To offset the possible effect of misattribution we used a split sample of listeners and non-listeners – this is essential to get a clear reading on the role of radio.
Spontaneous awareness scores told us that, on average, 6% of the Capital listeners could tell us that the test brand had been advertising on radio. The level of noise in the numbers here is clear from the fact that 4% of non-listeners answered the same way.
Prompting with test brand names on a showcard helped this to rise to 13%, and it rose again to 19% when listeners were prompted with the medium as well (e.g. “Which, if any, of these have you heard advertised on radio recently?”).
This prompted stage is about as far as many surveys go and, to be fair, 19% is a reasonable level to see significant shifts.

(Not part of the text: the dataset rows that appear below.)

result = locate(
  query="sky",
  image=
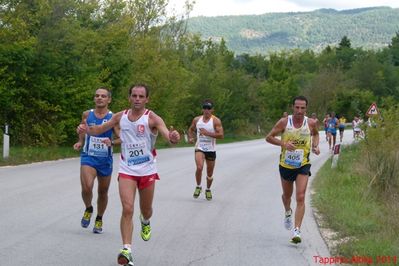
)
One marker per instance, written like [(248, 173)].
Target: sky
[(256, 7)]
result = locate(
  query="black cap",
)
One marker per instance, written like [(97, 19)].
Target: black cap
[(207, 105)]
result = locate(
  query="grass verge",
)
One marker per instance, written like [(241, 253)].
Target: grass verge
[(366, 223)]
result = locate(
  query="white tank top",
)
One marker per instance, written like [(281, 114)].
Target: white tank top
[(137, 146), (205, 143)]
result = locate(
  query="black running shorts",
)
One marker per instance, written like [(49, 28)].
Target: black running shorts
[(291, 174)]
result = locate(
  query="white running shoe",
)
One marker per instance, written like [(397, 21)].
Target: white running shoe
[(296, 236), (288, 220)]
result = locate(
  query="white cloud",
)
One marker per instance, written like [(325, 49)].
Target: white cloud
[(250, 7)]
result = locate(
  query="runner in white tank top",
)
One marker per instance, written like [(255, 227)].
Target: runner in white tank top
[(204, 142), (137, 158), (207, 129), (139, 128)]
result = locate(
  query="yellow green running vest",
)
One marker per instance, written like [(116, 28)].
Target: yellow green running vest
[(300, 137)]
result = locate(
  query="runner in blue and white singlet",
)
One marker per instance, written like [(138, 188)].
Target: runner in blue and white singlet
[(96, 158), (207, 128), (95, 152), (139, 128)]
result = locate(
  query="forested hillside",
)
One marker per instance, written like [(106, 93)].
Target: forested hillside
[(54, 54), (369, 28)]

However, as can be seen in the graph, we went two stages further in the survey. The third stage of prompting was where the interviewers read out a description of the ad, (e.g. “This advert is in the form of a lighthearted drama where a couple are being told at the check-in desk at the airport that they simply cannot bring their bed with them into the aeroplane”), and asked the respondents whether they had heard the ad.
Perhaps not surprisingly, scores varied widely on this method, leading to the conclusion that some ads are more describable than others!The fourth stage was commercial recognition – we literally played the ads to the respondents and asked whether they had heard them.

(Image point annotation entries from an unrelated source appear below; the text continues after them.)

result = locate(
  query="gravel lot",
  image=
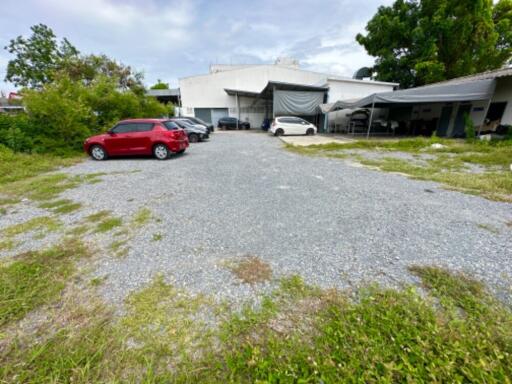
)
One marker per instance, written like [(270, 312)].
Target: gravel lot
[(241, 194)]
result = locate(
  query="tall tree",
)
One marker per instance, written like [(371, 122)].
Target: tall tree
[(38, 57), (418, 42)]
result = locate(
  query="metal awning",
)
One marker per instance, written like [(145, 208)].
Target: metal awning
[(276, 85), (435, 93)]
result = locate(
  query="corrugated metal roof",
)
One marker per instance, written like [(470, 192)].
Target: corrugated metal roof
[(502, 72)]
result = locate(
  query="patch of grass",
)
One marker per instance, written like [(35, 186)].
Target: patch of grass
[(96, 281), (108, 224), (492, 185), (456, 333), (157, 237), (164, 323), (251, 270), (61, 206), (142, 217), (98, 216), (119, 247), (20, 166), (7, 245), (43, 187), (450, 165), (79, 230), (36, 278), (41, 224)]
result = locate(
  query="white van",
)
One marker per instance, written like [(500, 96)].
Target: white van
[(290, 125)]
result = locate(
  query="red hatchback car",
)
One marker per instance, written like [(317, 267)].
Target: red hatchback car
[(157, 137)]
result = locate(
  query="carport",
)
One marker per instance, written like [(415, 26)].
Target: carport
[(447, 94)]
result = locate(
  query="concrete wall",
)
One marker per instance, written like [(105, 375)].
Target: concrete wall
[(207, 91), (504, 93)]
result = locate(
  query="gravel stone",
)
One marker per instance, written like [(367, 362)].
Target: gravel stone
[(242, 194)]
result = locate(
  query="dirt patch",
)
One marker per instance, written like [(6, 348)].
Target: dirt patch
[(251, 270)]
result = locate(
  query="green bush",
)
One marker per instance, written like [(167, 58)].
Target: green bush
[(13, 132), (65, 112)]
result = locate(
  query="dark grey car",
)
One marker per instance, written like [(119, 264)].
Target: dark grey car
[(194, 133)]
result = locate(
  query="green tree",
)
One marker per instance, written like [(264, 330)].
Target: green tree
[(38, 57), (160, 85), (418, 42), (88, 67)]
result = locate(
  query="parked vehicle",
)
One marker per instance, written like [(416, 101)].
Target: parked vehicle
[(231, 123), (194, 132), (197, 120), (189, 121), (289, 125), (138, 137)]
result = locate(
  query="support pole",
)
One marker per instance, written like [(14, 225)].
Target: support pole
[(370, 121), (237, 110)]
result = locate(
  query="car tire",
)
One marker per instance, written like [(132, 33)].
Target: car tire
[(98, 153), (193, 138), (161, 152)]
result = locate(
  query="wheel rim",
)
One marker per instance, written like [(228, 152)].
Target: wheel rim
[(161, 152), (98, 153)]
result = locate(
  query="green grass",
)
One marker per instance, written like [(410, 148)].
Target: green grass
[(19, 166), (449, 166), (108, 224), (455, 332), (142, 217), (157, 237), (35, 278), (61, 206), (43, 188), (41, 224)]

As can be seen in the chart this revealed that, on average, 63% of the listeners could confirm they had heard the campaign (this figure excludes an additional 9% who said “maybe”).
The difference between 6% and 63% is significant in anybody’s language.
Clearly, memories of radio advertising are very sensitive to the method of prompting. So what does this mean for the way we conduct radio advertising research?
We don’t really have a right and wrong method here – we have different results when we use different techniques, and this is a matter of horses for courses.
If you want to know how likely listeners are to think of you as being a radio advertiser, spontaneous awareness scores will tell you this (not surprisingly, the Carphone Warehouse tends to score well on this – the brand has achieved an explicit association with the medium).
Verbally describing radio campaigns to listeners seems to be a seriously unreliable method – and it is actually measuring how describable your ads are, so it’s not particularly useful.
Commercial recognition is clearly the most efficient method in terms of finding out whether people have heard your campaign. This is valuable, because one can look at the correlation between this and brand knowledge or attitudes.
Meanwhile, it seems that the method we normally use is the prompting by brand and medium – this may make sense in terms of economics (it can be added to a TV tracking study) but will inevitably under-report true levels of radio advertising memories. On this basis it should certainly be questioned.
Jonathan Chapman is a director of Clark Chapman Research.
This article is based on FACTFILE from Marketing Week of December 1998, and summarises a special project into the methods used for researching radio campaigns.